//////////////////////////////////////////////////////////////////////////////////////
// akashi - a server for Attorney Online 2 //
// Copyright (C) 2020 scatterflower //
// //
// This program is free software: you can redistribute it and/or modify //
// it under the terms of the GNU Affero General Public License as //
// published by the Free Software Foundation, either version 3 of the //
// License, or (at your option) any later version. //
// //
// This program is distributed in the hope that it will be useful, //
// but WITHOUT ANY WARRANTY; without even the implied warranty of //
// MERCHANTABILITY or FITNESS FOR A PARTICULAR PURPOSE. See the //
// GNU Affero General Public License for more details. //
// //
// You should have received a copy of the GNU Affero General Public License //
// along with this program. If not, see <https://www.gnu.org/licenses/>. //
//////////////////////////////////////////////////////////////////////////////////////
#include "include/aoclient.h"
// This file is for commands under the authentication category in aoclient.h
// Be sure to register the command in the header before adding it here!

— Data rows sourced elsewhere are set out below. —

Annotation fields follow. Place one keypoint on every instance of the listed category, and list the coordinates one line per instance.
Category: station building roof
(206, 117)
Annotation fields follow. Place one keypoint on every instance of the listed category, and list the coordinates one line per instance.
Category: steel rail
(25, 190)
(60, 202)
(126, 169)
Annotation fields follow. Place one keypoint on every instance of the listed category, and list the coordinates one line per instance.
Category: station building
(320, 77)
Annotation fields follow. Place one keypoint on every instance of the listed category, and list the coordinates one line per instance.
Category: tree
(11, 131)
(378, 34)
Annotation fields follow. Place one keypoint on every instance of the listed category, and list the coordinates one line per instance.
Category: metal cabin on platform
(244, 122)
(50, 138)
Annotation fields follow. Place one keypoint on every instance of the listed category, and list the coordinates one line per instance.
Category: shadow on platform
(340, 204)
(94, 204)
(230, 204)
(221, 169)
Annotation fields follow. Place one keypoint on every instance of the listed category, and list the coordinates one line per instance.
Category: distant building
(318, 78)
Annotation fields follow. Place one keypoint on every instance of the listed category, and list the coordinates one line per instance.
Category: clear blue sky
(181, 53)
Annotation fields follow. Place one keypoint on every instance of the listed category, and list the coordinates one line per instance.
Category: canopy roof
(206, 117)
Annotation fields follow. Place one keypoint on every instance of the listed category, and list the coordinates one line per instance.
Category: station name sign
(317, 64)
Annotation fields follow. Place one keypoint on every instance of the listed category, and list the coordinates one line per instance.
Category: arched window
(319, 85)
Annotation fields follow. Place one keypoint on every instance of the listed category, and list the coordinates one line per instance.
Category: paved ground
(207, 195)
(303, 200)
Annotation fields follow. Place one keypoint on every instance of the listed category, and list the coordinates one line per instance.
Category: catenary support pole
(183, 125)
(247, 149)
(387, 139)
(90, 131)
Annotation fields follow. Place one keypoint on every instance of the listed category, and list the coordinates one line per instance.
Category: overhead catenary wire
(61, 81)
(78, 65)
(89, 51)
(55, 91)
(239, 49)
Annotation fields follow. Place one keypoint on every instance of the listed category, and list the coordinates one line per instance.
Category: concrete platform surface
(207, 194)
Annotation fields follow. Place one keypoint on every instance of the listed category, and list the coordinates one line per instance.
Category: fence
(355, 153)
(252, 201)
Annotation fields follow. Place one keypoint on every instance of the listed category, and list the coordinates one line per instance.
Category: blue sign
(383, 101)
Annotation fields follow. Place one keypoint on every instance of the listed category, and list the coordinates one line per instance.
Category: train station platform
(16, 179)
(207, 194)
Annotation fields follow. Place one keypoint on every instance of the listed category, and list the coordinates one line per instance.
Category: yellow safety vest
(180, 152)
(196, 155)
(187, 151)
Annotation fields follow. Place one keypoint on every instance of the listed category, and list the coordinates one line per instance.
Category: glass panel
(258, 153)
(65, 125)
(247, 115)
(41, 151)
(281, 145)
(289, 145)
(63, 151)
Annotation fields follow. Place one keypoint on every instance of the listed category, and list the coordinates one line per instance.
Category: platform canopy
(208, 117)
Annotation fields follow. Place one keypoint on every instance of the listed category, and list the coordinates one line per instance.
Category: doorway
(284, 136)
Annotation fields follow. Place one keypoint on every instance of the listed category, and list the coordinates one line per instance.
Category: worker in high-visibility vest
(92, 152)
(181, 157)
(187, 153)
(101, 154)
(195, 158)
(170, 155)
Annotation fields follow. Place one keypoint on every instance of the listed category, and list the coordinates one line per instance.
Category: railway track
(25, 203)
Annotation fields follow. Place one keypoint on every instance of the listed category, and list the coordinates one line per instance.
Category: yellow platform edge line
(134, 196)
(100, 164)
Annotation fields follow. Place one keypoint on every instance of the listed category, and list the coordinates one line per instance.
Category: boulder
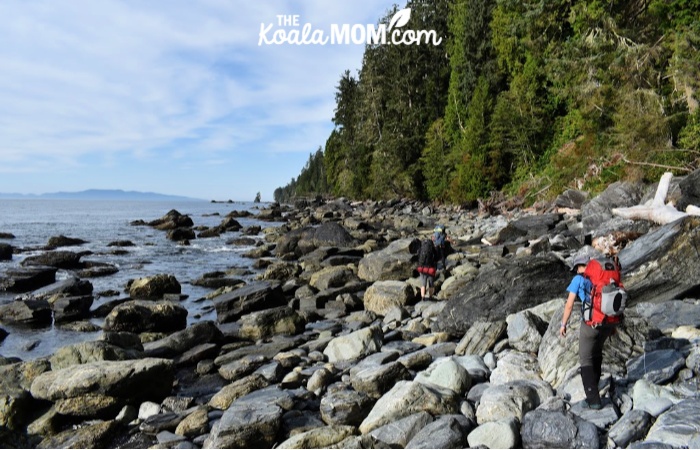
(139, 316)
(554, 429)
(345, 407)
(660, 266)
(355, 345)
(58, 259)
(154, 288)
(397, 434)
(395, 262)
(132, 380)
(499, 434)
(321, 437)
(246, 425)
(271, 322)
(182, 341)
(332, 277)
(381, 296)
(31, 313)
(509, 287)
(27, 279)
(68, 309)
(677, 426)
(446, 373)
(448, 431)
(410, 397)
(250, 298)
(5, 252)
(85, 352)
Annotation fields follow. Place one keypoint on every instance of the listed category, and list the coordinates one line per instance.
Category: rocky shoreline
(331, 346)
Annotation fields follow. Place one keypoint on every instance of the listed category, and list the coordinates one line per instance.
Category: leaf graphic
(400, 18)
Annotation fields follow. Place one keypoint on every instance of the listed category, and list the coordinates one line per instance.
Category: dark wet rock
(31, 313)
(68, 309)
(6, 251)
(657, 366)
(252, 297)
(140, 316)
(63, 241)
(154, 287)
(495, 294)
(182, 341)
(345, 407)
(95, 269)
(673, 248)
(552, 429)
(448, 431)
(571, 199)
(58, 259)
(27, 279)
(171, 221)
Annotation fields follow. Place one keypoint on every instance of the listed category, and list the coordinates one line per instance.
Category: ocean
(34, 221)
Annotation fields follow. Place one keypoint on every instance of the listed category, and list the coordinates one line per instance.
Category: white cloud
(98, 83)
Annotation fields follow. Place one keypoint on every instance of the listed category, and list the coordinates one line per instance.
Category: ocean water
(33, 222)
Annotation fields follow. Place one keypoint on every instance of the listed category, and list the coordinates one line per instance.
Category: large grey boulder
(25, 279)
(678, 425)
(395, 262)
(31, 313)
(661, 265)
(355, 345)
(252, 297)
(410, 397)
(133, 380)
(139, 316)
(271, 322)
(182, 341)
(448, 431)
(506, 288)
(397, 434)
(154, 288)
(382, 296)
(345, 407)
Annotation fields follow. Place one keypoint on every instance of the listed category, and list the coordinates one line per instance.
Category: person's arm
(567, 313)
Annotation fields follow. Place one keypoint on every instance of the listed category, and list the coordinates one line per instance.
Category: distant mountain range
(100, 194)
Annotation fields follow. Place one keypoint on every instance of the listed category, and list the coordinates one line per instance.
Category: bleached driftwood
(656, 211)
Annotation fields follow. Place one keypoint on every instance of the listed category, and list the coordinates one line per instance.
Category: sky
(179, 97)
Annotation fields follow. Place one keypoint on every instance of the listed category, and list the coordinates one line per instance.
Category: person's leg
(588, 346)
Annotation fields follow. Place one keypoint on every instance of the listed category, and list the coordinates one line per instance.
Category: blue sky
(174, 97)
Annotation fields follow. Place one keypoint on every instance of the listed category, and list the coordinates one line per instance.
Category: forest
(521, 98)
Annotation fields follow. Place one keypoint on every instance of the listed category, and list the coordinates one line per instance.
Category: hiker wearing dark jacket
(591, 339)
(427, 267)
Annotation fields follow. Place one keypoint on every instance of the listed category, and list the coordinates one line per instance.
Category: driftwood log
(657, 211)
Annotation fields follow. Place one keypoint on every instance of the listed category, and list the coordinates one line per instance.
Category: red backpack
(608, 296)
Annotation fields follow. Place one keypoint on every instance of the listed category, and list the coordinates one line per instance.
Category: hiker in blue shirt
(591, 339)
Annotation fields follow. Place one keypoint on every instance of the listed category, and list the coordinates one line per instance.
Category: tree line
(526, 98)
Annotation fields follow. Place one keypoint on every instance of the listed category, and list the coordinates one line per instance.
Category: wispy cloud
(99, 86)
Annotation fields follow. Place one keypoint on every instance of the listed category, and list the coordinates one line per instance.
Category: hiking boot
(592, 405)
(590, 387)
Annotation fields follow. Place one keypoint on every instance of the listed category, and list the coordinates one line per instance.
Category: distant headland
(100, 194)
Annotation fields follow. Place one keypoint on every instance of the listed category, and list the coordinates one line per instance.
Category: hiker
(427, 266)
(591, 285)
(442, 242)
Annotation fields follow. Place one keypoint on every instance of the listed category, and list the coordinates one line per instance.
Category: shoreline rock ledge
(332, 347)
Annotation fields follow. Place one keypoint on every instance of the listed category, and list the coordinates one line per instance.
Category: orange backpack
(608, 297)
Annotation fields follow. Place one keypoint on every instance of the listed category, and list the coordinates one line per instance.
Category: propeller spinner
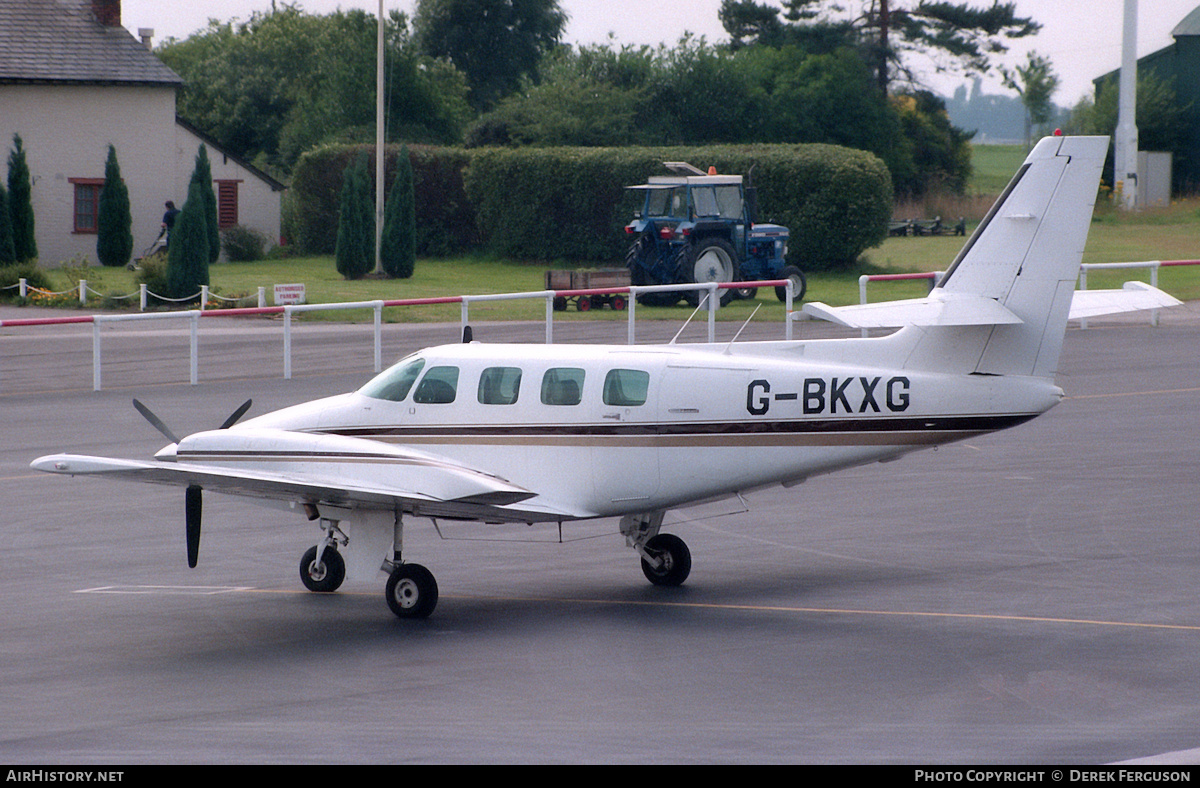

void AOClient::cmdLogin(int argc, QStringList argv)
{
if (authenticated) {
sendServerMessage("You are already logged in!");
return;
}
if (server->auth_type == "simple") {
if (server->modpass == "") {
sendServerMessage("No modpass is set! Please set a modpass before authenticating.");
}
else if(argv[0] == server->modpass) {
sendPacket("AUTH", {"1"}); // Client: "You were granted the Disable Modcalls button."
sendServerMessage("Logged in as a moderator."); // pre-2.9.1 clients are hardcoded to display the mod UI when this string is sent in OOC
authenticated = true;
}
else {
sendPacket("AUTH", {"0"}); // Client: "Login unsuccessful."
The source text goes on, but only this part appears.